Cette époque de tièdes et de formatés qui font sous eux me fait de plus en plus pousser les couilles, et je suis beaucoup plus voyou que poète. La preuve, je vous pisse à l’arrêt… du bus !!
CV à l’arrache
J’ai écumé les orchestres dans des balloches pourris et des dancings de frotte-panses, j’ai vendu des perceuses dans les supermarchés, écrit des bouquins de cul, des chansons pour des artistes connus canadiens ou français et j’ai vécu de ma plume tout en me faisant plumer, j’ai fait le ghost writer, on ne dit plus nègre, pour des bios, j’ai tenté le one man show, j’ai doublé des séries…
J’ai remis cent fois sur le métier mon ouvrage, j’ai crapahuté, je suis tombé dix fois pour m’en relever à chacune, j’ai dégringolé cent marches pour en remonter cent une, j’ai bradé ma confiance en les autres, perdu mon temps dans de vaines expériences, je me suis jeté corps et âme dans l’aventure humaine, m’exaltant, souffrant, crachant ma désillusion et mon amertume.

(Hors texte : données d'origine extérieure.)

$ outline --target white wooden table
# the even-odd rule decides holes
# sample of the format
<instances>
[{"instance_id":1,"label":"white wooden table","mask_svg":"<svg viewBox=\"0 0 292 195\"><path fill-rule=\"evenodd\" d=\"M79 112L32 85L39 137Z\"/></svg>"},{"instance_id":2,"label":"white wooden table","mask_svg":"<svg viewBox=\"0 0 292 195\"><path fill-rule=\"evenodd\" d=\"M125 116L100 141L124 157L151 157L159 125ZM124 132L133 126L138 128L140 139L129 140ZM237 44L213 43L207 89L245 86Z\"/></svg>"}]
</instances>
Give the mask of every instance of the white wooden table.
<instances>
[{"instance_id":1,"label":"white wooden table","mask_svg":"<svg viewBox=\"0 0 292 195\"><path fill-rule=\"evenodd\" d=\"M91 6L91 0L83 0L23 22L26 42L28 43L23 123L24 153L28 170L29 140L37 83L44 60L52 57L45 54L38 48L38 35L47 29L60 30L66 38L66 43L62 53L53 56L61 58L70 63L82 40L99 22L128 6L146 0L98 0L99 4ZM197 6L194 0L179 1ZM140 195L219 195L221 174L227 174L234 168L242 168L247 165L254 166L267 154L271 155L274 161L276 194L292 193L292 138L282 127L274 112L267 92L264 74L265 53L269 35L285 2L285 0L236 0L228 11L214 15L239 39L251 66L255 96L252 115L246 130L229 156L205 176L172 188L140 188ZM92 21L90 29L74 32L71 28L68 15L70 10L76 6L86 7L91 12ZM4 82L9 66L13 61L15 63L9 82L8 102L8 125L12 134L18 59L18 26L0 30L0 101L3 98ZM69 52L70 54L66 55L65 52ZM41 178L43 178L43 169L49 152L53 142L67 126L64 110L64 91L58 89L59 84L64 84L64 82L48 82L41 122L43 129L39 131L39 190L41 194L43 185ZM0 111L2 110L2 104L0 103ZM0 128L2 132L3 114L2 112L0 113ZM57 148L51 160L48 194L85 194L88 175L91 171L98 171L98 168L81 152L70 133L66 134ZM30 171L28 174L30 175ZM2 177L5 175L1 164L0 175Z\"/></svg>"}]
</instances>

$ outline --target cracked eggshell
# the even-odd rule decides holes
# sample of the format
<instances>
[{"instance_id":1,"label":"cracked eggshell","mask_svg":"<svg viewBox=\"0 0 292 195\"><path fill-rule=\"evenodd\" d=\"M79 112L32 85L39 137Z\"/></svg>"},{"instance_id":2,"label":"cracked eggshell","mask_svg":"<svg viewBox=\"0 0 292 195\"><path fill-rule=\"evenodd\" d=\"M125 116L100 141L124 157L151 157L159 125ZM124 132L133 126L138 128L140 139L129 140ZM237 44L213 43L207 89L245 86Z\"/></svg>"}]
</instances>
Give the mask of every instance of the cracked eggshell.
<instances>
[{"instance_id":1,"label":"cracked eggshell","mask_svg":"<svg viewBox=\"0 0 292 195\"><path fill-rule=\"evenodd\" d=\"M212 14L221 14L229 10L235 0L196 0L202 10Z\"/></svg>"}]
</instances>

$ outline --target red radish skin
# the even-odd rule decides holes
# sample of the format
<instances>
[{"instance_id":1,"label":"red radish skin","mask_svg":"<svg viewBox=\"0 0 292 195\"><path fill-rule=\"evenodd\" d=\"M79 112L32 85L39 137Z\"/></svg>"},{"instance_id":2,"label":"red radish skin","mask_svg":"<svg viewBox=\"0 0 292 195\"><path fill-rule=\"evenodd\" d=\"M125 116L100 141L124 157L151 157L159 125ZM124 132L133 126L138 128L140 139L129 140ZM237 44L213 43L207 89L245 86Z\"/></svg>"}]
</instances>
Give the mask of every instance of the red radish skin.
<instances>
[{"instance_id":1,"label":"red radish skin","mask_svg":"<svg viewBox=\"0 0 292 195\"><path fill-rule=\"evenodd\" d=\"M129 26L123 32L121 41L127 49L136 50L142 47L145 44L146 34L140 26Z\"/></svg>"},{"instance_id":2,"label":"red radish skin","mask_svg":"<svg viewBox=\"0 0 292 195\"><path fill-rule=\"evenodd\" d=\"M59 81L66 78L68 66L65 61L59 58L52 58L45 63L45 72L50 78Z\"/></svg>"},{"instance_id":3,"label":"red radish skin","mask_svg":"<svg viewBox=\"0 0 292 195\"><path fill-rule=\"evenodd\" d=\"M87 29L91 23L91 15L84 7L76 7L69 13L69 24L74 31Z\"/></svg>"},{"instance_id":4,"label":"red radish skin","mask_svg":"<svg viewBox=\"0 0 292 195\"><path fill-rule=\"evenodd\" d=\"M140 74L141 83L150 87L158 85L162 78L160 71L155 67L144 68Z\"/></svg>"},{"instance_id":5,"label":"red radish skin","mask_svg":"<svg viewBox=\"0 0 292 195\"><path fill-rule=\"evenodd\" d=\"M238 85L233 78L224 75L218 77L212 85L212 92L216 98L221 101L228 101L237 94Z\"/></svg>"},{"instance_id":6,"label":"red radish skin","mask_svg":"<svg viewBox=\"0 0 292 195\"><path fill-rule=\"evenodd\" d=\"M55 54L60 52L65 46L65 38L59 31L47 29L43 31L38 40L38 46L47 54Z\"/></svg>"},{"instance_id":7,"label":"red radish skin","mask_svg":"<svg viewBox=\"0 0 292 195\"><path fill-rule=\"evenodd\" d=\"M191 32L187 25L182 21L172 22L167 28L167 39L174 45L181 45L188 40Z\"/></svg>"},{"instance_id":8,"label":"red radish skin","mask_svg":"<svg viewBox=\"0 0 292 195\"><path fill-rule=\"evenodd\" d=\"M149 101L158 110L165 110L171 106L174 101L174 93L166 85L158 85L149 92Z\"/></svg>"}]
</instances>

Et pendant ce temps là, comme un ange gardien, comme un guide, de toute son humble magnificence, de tout son érotisme, de toute sa grandeur d’âme, et bien avant de la connaître, une femme me réussissait ma vie.
Je ne la connaissais pas, elle grandissait de son côté pour m’offrir cette réussite suprême un jour, à moi pauvre chien errant, toujours plus prompt à mordre qu’à faire coucouche panier.
Francis Basset
Merci pour cet article.
J’ai lu avec bonheur et apprécié le franc-parler et la franchise de Francis Basset.
Quel bonheur aussi d’y retrouver un peu d’Hervé et de son inoubliable Max !
Sylvie
Savoureuse 2ème fois pour moi 🙂 Je reviendrai !
Ho la, y’a un bail que je ne me suis détectée de lire les mots d’un Autre qui m’ont tant touchée. Merci M’sieur, je vais revenir vous égrainer, comme un couscous, probable que ça va me rendre un peu heureuse. Comme maintenant.